Handcuffed by the haters.
Gagged by the greedy.
And, if I know anything at all,
it’s that a wall is just a wall
and nothing more at all.
It can be broken down.

I believe in living.
I believe in birth.
I believe in the sweat of love
and in the fire of truth.

And I believe that a lost ship,
steered by tired, seasick sailors,
can still be guided home
to port.

Retirada do livro Assata: An Autobiography, originalmente de 1987, edição da Zed Books no Reino Unido. Relançado, em 2001, nos Estados Unidos com prefácio da Angela Davis.

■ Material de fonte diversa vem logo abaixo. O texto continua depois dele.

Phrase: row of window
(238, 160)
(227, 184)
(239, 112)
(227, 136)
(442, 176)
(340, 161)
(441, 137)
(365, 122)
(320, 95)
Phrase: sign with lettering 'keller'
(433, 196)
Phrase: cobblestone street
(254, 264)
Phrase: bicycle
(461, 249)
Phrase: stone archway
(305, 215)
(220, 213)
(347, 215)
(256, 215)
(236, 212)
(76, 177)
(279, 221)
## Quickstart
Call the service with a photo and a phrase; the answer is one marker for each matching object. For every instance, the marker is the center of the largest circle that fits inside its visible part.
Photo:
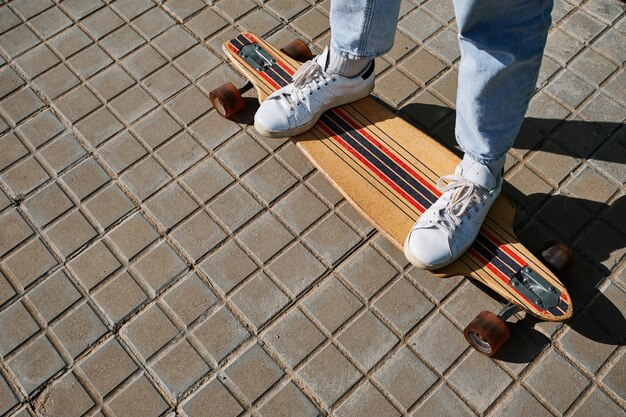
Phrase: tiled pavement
(156, 260)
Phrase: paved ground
(156, 260)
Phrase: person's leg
(360, 31)
(502, 44)
(501, 48)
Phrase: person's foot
(295, 108)
(445, 231)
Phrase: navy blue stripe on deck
(408, 183)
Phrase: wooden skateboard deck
(388, 169)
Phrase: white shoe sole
(416, 262)
(303, 128)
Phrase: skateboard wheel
(558, 256)
(226, 99)
(487, 333)
(297, 50)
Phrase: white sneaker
(296, 107)
(450, 226)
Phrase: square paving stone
(269, 180)
(300, 208)
(289, 401)
(329, 375)
(94, 264)
(174, 41)
(406, 377)
(235, 207)
(519, 404)
(265, 236)
(332, 238)
(260, 300)
(62, 152)
(65, 398)
(598, 404)
(20, 105)
(37, 60)
(30, 262)
(71, 233)
(156, 128)
(79, 329)
(439, 342)
(13, 150)
(368, 340)
(47, 204)
(102, 22)
(70, 41)
(588, 344)
(198, 235)
(552, 373)
(367, 400)
(17, 40)
(166, 82)
(294, 337)
(13, 230)
(145, 178)
(181, 357)
(159, 266)
(89, 61)
(121, 42)
(181, 153)
(228, 266)
(50, 22)
(108, 367)
(197, 61)
(143, 61)
(297, 268)
(332, 304)
(35, 364)
(78, 103)
(212, 400)
(367, 271)
(121, 152)
(133, 103)
(150, 331)
(112, 81)
(109, 205)
(16, 325)
(134, 234)
(154, 22)
(190, 298)
(241, 153)
(404, 305)
(171, 205)
(443, 402)
(254, 372)
(120, 297)
(99, 126)
(221, 333)
(56, 82)
(54, 295)
(213, 130)
(206, 23)
(479, 380)
(138, 399)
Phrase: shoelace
(463, 193)
(308, 78)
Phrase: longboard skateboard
(388, 169)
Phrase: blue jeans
(501, 42)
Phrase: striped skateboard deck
(388, 168)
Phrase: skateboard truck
(536, 288)
(257, 57)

https://assatashakurpor.wordpress.com/poesias/afirmacao/

Assata Olugbala Shakur (nascida JoAnne Deborah Byron, em 16 de Julho de 1947,  Flushing, Queens): ativista política, foi membro do Black Liberation Army (BLA), escritora e poetisa, vive hoje no exílio em Cuba. Perseguida pelo FBI, fez uma fuga cinematográfica da prisão em 1979 e se engajou na luta internacional anti-imperialista. A pretexto de ter atingido um agente da polícia em tiroteio na New Jersey Turnpike em 1973, o FBI promete uma recompensa de 2 milhões de dólares pela sua detenção.